GIFTS FOR HER: AFTER THE NIGHT BEFORE

Want to send her something extra special? Read on for some seriously stylish inspiration IN PARTNERSHIP WITH MR BURBERRY


You leave her tousled in the sheets at Hotel Café Royal. In so many ways the night was memorable: how to mark it? How to crown the last 12 hours with a gift of judicious nonchalance and charm? Some thoughts - in these four case histories - for the man who wears Mr. Burberry...

I recognised it in the way she ran her lipstick red across her lips, the way she smoothed her skirt down her thighs and arched her shoulders as she sat down at the table. She’s a sensualist. A joy to eat with. A joy to drink with.

That was how it began: I saw her order mezcal from the barman and roll its smokiness around her mouth. It was only natural to suggest she might like to join me for a cigar.

And this morning? What to send a woman like her, how to celebrate her strength and poise and ferocity. Frankly, how to ensure I see her again? I thought of cashmere, something to echo the touch of my coat, whose lapels she had grasped to drink in my fragrance, and me. Give her a soft scarf she can wrap herself in, imbued with that same scent of cardamom, nutmeg and sandalwood.

I thought of peaches. I can see her pressing her thumbs through the velvet skin and into the white flesh. I’d send them with figs and toasted walnuts, with perhaps a cold Sauternes.

But after all, perhaps I will go to her, with dark, strong coffee and time to kill.

She’s a traveller. That in-between accent, something Parisienne, something New York. It was only the turbulence on the plane that connected us – and then fate, that she was taking a cab the way I was, to Piccadilly. By the time we reached Eros, any gentleman would have taken care to see her safely to her hotel room.

We will stay in touch, here and there. Perhaps I will send her something leather, a London Leather holdall; I will pack inside it a collection of My Burberry so wherever she is she has the scent of this city. Or a different kind of leather: the curved cinch belt and elegant fine collar made bespoke by craftsman Paul Seville, pieces that she will wear alone, pieces I will undress her into when she returns.

For me it’s always a love affair of the mind. There is something marvellous about a woman with passionate opinion, with argument, with knowledge. And she is extraordinary, a strange and rare flash of beauty who I met between the book stacks of The London Library.

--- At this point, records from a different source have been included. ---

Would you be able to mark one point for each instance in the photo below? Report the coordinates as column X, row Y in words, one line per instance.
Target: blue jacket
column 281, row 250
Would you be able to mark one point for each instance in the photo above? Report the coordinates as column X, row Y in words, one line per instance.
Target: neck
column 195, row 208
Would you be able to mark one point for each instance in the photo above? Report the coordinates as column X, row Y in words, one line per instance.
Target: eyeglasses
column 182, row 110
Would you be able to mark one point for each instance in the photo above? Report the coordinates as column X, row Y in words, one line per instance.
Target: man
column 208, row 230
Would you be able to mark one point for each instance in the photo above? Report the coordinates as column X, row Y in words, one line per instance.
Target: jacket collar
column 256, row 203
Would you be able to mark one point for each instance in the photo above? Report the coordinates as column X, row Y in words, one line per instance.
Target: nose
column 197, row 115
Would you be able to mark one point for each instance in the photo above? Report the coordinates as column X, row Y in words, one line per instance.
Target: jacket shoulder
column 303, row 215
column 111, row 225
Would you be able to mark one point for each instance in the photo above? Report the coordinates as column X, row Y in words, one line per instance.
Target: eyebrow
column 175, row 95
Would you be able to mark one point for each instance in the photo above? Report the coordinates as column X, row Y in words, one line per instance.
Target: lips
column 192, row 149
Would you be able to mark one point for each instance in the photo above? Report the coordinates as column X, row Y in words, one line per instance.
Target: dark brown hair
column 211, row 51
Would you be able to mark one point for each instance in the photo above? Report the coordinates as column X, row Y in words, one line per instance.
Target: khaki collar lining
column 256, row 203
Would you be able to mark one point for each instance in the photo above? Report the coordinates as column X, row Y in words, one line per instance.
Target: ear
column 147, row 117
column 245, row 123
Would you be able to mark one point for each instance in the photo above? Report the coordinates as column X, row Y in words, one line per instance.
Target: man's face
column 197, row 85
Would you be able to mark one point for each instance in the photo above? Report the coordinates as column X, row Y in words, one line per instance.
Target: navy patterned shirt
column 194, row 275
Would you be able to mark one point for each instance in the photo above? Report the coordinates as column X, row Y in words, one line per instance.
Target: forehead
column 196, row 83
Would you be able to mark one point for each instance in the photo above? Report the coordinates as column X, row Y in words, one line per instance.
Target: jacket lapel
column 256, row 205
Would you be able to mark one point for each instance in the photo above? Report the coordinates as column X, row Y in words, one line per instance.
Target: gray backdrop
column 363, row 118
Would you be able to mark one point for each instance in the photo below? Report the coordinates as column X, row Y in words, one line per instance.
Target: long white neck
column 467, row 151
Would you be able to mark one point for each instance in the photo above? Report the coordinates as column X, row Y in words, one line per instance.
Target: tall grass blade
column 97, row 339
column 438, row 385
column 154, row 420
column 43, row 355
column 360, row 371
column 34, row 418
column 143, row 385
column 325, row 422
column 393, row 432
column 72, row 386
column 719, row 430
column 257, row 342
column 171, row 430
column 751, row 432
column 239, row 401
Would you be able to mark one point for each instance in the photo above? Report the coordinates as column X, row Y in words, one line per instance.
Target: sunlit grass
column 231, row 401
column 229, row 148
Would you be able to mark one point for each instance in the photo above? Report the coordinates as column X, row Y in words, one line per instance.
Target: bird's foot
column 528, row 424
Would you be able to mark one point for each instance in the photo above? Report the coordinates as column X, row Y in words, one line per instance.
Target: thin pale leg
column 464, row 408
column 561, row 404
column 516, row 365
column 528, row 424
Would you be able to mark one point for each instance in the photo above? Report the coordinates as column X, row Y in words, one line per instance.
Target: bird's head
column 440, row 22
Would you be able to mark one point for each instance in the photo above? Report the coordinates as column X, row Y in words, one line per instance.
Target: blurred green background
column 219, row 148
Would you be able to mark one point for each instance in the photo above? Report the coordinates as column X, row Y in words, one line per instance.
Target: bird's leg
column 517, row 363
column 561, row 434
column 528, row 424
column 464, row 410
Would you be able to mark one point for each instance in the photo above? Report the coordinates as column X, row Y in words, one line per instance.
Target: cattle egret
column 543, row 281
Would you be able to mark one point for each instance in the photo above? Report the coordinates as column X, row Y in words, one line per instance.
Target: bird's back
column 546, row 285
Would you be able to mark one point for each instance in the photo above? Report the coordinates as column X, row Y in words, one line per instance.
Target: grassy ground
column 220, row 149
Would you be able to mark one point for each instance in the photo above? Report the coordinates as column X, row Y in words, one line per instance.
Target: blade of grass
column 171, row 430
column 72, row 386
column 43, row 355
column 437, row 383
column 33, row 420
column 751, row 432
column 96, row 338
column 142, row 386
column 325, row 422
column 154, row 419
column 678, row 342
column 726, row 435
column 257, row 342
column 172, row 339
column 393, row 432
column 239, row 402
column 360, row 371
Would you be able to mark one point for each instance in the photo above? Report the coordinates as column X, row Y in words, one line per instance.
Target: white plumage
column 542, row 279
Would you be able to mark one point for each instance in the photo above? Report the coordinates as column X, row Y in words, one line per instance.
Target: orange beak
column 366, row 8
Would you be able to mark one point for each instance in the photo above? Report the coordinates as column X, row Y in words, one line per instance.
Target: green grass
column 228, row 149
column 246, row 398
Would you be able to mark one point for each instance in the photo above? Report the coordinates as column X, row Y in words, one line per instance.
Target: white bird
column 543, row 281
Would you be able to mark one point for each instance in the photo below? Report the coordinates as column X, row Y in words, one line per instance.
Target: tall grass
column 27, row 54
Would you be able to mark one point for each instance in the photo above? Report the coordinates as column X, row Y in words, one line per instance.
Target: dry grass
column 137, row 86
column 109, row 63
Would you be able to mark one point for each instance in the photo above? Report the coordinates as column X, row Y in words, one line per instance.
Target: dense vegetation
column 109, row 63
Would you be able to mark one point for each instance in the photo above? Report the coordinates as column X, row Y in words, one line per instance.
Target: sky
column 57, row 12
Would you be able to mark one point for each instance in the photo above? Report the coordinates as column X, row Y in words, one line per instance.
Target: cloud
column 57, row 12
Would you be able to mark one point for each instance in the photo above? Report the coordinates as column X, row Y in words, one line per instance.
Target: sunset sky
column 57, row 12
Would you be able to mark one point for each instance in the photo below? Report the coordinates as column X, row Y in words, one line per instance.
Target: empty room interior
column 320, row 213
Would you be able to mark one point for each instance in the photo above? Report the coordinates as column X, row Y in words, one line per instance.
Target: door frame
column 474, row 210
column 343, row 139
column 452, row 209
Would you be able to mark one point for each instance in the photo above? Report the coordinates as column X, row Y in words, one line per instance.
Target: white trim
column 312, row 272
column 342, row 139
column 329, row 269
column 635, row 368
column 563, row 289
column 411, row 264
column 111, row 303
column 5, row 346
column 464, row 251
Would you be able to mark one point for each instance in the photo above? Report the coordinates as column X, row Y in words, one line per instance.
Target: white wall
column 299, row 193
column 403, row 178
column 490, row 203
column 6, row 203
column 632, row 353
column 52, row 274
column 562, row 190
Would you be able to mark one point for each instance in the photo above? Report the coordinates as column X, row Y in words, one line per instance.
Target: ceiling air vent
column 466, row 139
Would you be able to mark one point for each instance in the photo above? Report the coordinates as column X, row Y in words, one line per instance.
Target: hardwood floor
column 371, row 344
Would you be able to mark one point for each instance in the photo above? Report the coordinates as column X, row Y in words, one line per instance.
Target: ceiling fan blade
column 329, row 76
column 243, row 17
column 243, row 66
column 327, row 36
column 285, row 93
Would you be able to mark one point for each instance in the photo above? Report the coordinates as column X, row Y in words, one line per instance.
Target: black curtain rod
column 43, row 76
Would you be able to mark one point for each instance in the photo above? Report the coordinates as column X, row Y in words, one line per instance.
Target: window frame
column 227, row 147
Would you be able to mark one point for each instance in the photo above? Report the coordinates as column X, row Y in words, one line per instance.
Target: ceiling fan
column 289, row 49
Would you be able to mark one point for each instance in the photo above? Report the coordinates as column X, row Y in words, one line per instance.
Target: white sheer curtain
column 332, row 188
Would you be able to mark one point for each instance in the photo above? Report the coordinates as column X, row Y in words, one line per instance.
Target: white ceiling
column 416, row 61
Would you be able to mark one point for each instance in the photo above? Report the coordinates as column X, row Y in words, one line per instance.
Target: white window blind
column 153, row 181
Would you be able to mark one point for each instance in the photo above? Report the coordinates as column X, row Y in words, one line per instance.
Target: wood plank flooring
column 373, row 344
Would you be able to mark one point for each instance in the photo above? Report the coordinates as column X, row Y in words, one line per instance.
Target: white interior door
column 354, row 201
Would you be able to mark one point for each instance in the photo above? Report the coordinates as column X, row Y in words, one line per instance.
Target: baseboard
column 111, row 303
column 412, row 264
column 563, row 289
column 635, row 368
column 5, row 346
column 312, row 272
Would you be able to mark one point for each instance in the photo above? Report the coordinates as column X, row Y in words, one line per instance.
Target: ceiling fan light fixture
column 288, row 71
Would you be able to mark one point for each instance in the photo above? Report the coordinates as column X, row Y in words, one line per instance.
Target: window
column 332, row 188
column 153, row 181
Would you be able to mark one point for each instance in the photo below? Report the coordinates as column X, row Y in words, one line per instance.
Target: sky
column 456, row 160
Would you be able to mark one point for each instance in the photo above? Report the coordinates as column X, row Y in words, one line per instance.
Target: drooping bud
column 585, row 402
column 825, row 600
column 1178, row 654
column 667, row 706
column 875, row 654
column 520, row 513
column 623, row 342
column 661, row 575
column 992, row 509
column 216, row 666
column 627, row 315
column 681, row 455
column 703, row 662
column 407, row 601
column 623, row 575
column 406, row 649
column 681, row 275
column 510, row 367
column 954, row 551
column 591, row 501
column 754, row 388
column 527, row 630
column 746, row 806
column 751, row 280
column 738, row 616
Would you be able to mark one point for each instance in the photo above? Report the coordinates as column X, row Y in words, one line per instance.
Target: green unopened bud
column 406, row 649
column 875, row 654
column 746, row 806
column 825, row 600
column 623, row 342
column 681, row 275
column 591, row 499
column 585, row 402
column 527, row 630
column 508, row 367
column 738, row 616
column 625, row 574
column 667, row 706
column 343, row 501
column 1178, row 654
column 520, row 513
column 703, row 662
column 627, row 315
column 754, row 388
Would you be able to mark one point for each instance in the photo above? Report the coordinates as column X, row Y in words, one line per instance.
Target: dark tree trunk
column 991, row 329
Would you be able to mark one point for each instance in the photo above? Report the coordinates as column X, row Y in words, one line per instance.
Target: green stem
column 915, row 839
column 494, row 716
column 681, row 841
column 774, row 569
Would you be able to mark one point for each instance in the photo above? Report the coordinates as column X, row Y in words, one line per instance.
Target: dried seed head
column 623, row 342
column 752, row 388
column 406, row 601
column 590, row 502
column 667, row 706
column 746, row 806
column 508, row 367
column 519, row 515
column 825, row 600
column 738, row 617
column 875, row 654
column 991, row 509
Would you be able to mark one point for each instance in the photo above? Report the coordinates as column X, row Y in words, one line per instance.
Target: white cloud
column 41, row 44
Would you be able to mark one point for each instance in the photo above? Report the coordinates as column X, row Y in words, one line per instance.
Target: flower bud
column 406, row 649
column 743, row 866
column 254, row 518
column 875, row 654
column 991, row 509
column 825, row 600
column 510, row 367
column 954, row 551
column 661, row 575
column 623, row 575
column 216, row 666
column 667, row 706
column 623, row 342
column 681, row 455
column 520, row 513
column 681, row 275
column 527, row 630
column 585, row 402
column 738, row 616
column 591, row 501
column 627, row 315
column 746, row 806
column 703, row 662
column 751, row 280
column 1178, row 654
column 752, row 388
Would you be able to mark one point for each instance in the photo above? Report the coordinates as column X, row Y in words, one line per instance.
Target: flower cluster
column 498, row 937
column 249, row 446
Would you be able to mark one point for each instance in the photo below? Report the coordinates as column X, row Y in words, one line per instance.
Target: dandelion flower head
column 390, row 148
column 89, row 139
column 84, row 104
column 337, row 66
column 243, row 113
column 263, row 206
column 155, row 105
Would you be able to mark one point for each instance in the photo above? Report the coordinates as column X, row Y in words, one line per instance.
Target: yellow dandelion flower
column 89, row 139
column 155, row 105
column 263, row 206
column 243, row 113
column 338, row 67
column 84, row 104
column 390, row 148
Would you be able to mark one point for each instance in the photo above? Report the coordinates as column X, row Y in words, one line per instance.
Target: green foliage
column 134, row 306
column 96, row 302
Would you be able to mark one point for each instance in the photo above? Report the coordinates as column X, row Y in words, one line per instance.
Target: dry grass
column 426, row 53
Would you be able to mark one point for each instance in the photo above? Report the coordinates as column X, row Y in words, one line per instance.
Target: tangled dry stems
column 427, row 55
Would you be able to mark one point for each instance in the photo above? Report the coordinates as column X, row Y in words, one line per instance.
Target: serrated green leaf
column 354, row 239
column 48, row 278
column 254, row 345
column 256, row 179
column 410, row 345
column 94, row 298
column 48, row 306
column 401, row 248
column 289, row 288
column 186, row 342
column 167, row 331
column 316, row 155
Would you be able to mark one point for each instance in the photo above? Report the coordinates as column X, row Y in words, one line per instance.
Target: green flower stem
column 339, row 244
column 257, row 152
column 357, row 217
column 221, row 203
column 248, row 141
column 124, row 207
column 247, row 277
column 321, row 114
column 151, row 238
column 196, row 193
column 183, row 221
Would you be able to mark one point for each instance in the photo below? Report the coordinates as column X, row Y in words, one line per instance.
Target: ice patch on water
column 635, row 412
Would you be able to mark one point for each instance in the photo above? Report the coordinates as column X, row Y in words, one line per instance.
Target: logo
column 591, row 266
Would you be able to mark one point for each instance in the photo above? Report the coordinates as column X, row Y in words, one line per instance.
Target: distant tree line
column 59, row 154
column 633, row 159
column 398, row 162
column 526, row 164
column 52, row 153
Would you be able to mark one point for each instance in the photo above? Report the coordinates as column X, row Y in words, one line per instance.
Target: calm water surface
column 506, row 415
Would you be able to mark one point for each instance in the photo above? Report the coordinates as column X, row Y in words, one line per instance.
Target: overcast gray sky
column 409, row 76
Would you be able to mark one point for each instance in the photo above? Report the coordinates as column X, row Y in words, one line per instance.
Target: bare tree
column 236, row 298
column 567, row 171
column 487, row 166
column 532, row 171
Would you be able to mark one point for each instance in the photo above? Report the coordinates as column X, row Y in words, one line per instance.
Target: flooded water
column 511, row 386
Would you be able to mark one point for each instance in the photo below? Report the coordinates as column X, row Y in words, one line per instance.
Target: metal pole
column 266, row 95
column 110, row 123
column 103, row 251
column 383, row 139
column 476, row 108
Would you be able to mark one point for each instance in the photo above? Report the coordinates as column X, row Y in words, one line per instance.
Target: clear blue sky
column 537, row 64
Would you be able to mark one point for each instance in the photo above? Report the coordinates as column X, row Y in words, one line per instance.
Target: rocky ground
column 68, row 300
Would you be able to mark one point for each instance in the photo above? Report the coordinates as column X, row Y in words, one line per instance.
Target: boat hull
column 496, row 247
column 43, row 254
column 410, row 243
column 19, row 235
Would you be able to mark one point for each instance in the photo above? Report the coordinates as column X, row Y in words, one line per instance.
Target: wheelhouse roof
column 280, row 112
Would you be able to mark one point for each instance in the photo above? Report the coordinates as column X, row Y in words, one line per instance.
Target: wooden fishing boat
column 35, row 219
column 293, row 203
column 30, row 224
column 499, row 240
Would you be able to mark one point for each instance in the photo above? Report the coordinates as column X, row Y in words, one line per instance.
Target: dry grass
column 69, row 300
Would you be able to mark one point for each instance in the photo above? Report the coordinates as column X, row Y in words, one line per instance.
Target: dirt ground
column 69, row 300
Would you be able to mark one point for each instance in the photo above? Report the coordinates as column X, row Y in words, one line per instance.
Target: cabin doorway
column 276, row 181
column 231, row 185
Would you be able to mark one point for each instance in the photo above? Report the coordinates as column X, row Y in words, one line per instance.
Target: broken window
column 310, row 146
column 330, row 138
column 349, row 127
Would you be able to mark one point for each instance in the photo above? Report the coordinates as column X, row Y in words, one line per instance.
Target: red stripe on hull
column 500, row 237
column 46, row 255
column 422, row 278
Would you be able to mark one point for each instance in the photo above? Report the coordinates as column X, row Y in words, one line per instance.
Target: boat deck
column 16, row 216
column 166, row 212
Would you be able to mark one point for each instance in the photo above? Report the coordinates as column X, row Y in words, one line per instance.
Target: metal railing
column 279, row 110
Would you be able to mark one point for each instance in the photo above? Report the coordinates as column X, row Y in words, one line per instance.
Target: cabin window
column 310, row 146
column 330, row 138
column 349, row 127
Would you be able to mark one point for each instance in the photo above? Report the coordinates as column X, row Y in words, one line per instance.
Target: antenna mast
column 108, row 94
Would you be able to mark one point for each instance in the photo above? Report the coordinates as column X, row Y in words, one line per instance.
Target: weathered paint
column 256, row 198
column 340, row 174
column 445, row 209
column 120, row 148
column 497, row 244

Of course, I will give her a book. The question is what? She knows Auden, she has read Browning and Byron. Maybe Donne: “Twice or thrice had I loved thee / Before I knew thy face or name.” An early edition, calfskin bound, bought on Dover Street. Or perhaps I should take her too – we should step back in time together to choose our text.

Or shall I write? Thick cream paper bought on Mount Street, black ink in a stub fountain pen. More Donne: “She’s all states, and all princes I / Nothing else is”? No. Simplicity. Why not tell her exactly when and what will happen next...

It was the way she walked. Moving lightly across the cracked pavement on Columbia Road, sidestepping the puddles. Her trench was pulled close about her, her hair long down her back, her laugh throaty and inviting. I couldn’t resist.

So how could I not send her flowers? Not the peonies she bought that day, their petals saturated with water drops. Not the branches of neroli she has in great, fragrant sprays either side of her bed. Maybe hyacinths and summer lilacs, to echo the fat candles she uses to light her room?

Better: I will go to northwest London. I will walk up Chamberlayne Road to Scarlet & Violet and fill jugs with wild British flowers, with honeysuckle, columbines, dog roses and tamarisk. I will take them to her and enclose her in their heady scent.